The lesson: Keep inventing and don't give up just because a technology is ahead of its time by a smidge (actually a few decades). Corning talked up its ultra-strong glass in 1962---then known as Chemcor---and sent video to 200 television stations. The problem: There wasn't much of a use for super strong glass. In fact, Chemcor was used from 1960s to the 1990s in select applications, but didn't take off until 2005 or so when the glass was used as a cover for a mobile device. It's quite a timeline as noted by the Associated Press.
By 2008, Corning produced the glass, then called Gorilla Glass, in uniform thin sheets. Now Gorilla Glass has more than 200 design wins with half of them already shipping, that's up significantly from just 8 weeks ago. The next stop is an ultra-thin bezel-less LCD TV application. The growth for Gorilla Glass is off the charts. Corning said Gorilla Glass will deliver about $1 billion in revenue in 2011, up from about $250 million in 2010.

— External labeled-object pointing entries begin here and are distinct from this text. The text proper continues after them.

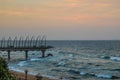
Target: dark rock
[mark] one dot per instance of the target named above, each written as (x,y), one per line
(50,54)
(74,71)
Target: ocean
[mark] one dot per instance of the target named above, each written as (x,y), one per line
(72,60)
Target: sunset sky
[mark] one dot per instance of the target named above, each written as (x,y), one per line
(61,19)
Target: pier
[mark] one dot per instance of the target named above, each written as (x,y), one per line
(26,45)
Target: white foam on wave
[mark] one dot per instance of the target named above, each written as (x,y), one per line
(103,76)
(35,59)
(18,70)
(115,58)
(22,63)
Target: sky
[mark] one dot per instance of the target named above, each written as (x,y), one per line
(61,19)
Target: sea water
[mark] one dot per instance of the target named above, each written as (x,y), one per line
(73,60)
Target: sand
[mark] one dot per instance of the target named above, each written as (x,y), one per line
(21,76)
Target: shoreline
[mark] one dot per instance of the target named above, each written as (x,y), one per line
(21,76)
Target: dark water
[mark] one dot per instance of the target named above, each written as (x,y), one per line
(75,60)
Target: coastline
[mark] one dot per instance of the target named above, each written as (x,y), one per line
(20,75)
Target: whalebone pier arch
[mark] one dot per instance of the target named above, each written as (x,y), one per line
(26,45)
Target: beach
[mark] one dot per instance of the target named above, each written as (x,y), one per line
(75,60)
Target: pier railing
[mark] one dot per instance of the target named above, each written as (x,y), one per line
(27,44)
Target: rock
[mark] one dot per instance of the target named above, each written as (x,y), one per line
(115,58)
(74,71)
(38,76)
(83,73)
(50,54)
(61,64)
(105,57)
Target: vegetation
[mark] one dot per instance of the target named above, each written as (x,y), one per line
(4,71)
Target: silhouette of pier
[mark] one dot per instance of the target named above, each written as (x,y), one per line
(27,44)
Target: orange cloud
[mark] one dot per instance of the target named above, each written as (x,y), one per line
(78,18)
(102,5)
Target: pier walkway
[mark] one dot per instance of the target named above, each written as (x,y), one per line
(27,44)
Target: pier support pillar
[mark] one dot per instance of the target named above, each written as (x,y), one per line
(26,54)
(43,53)
(8,55)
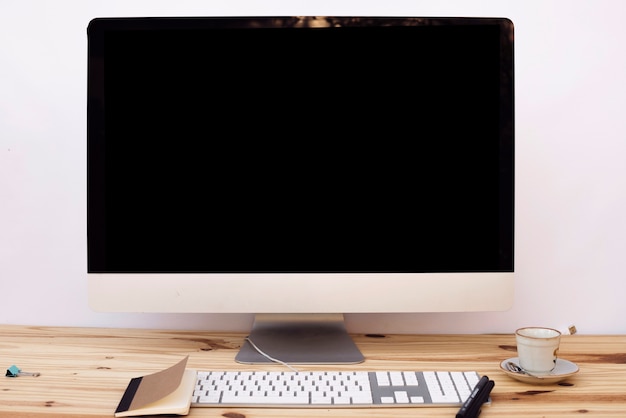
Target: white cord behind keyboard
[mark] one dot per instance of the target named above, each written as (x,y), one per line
(346,389)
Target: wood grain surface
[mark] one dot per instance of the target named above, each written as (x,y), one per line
(84,371)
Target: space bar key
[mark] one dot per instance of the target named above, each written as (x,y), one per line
(264,400)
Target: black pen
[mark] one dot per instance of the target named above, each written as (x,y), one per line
(480,394)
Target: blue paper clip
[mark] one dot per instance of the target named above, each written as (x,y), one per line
(14,371)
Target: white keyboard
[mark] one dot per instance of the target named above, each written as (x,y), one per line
(347,389)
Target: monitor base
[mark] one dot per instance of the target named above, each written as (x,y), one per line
(300,339)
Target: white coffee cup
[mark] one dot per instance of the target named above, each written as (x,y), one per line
(537,348)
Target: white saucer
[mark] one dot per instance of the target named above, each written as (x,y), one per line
(562,371)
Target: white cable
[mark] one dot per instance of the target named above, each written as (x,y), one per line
(268,356)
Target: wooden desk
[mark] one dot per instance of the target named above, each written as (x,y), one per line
(85,371)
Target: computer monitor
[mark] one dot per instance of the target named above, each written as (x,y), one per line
(300,168)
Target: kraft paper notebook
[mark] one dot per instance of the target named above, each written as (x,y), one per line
(165,392)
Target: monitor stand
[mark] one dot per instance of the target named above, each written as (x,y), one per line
(300,339)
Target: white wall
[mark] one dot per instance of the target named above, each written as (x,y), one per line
(571,165)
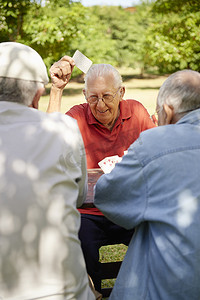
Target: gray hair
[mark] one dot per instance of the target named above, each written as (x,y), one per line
(18,90)
(181,90)
(98,70)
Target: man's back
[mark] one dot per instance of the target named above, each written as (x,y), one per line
(41,180)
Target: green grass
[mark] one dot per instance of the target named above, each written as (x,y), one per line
(111,253)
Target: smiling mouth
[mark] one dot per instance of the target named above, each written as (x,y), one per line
(102,112)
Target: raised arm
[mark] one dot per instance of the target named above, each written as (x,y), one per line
(60,73)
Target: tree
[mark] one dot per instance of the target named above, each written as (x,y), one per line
(173,40)
(12,15)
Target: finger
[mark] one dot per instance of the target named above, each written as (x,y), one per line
(68,59)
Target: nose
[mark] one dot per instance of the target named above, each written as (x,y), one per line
(100,102)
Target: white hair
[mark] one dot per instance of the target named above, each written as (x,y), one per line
(181,90)
(102,70)
(18,90)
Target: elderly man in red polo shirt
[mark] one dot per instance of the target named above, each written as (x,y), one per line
(109,125)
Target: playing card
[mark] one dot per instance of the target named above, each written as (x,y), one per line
(81,61)
(108,163)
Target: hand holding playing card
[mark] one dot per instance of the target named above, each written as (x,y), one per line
(108,163)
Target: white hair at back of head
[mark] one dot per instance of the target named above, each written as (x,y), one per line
(181,90)
(101,70)
(18,90)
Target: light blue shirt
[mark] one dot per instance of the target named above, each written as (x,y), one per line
(156,189)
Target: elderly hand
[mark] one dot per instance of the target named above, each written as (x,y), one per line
(61,71)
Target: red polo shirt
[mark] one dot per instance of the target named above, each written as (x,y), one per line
(100,142)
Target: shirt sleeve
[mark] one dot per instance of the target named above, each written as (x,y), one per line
(121,194)
(144,117)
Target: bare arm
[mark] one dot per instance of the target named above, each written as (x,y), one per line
(60,74)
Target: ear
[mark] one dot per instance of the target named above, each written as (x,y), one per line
(37,98)
(122,92)
(169,110)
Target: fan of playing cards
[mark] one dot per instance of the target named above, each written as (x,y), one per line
(108,163)
(81,61)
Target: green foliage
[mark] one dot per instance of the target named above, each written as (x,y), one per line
(12,17)
(51,32)
(173,39)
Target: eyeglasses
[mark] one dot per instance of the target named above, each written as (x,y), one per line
(107,98)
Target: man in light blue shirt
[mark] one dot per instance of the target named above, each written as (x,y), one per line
(156,189)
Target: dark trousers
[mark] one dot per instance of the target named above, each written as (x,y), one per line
(97,231)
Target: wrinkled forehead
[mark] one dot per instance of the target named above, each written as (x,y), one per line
(101,83)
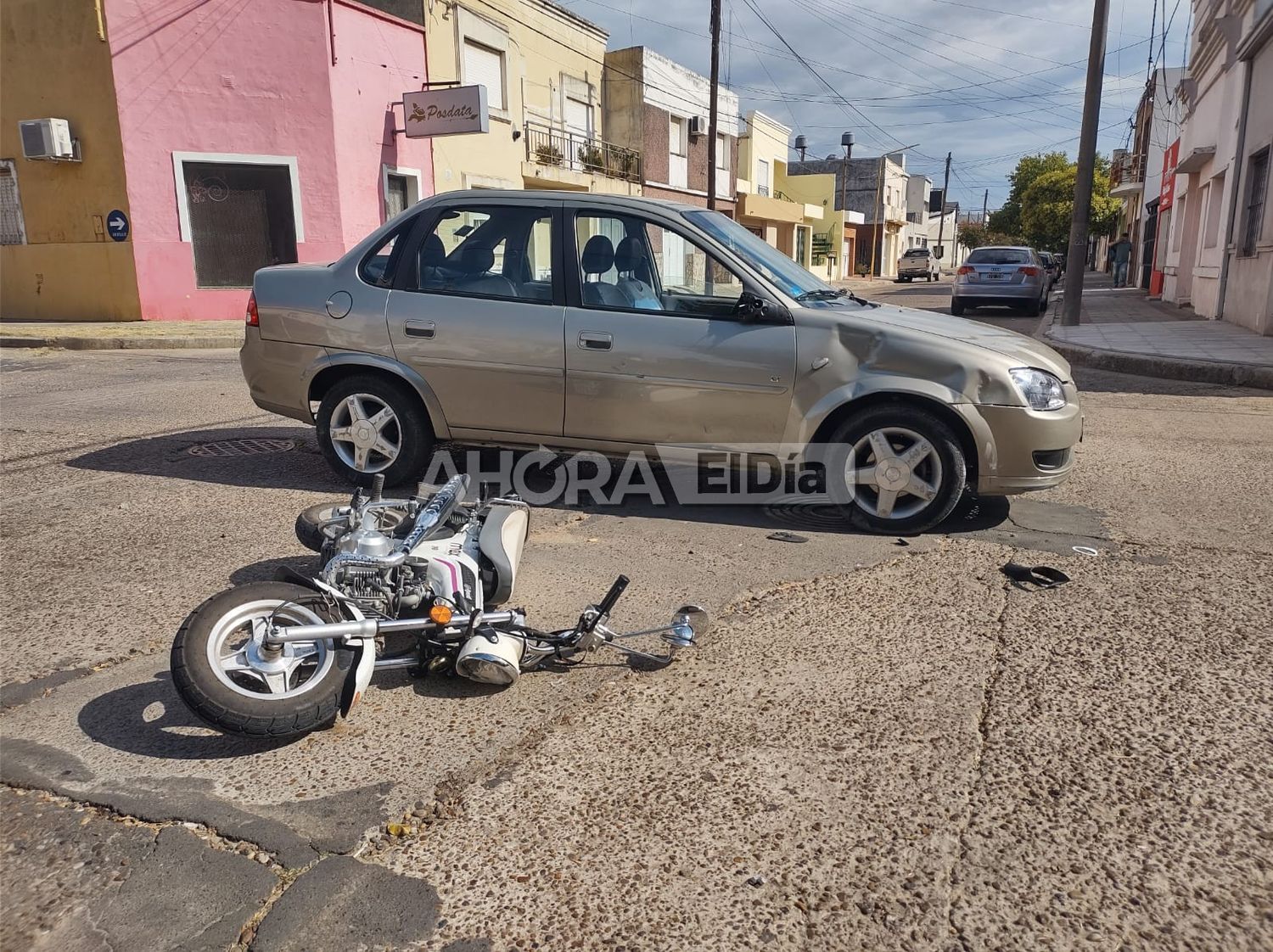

Corning CFO Jim Flaws last week said on the company's earnings conference call:
Gorilla sales are currently on pace to be about $250 million in sales this year. We recently reached an agreement to supply cover glass on LCD televisions that should result in several hundred million dollars of additional sales in 2011. As a result, we believe Gorilla Glass has the potential to reach $1 billion in sales next year.
Jefferies analyst George Notter said in a research note that the "question in our minds is not whether demand is there, but whether Corning can ramp production fast enough to meet that demand." He added:
Corning's Gorilla Glass product line is quickly gaining traction, and is poised to become a significant contributor in the next year. The company has planned significant capacity expansions over the next few years to meet coming demand.
Gorilla Glass can be found in the Motorola Droid, Cliq and Backflip, LG X300 PC as well as multiple slate PCs from Motion Computing. Simply put, Gorilla Glass is going to be a nice contributor to Corning's bottom line even though profit margins are a bit sketchy at the moment.
Our model for our Gorilla business opportunity is the glass portion of the product should have margins similar to Display. But the finishing portion, which can range from simple ion exchange to other products, such as anti-glare and screen printing will have very low margins. So short term, you should expect the margin structure for the overall Gorilla to be less than the corporate average. On the finishing processes, these are very new to us, and we are working to improve the cost structure of those as we go forward. But we're very confident about the glass portion, and on some of the hand-held items, where we've been finishing for awhile.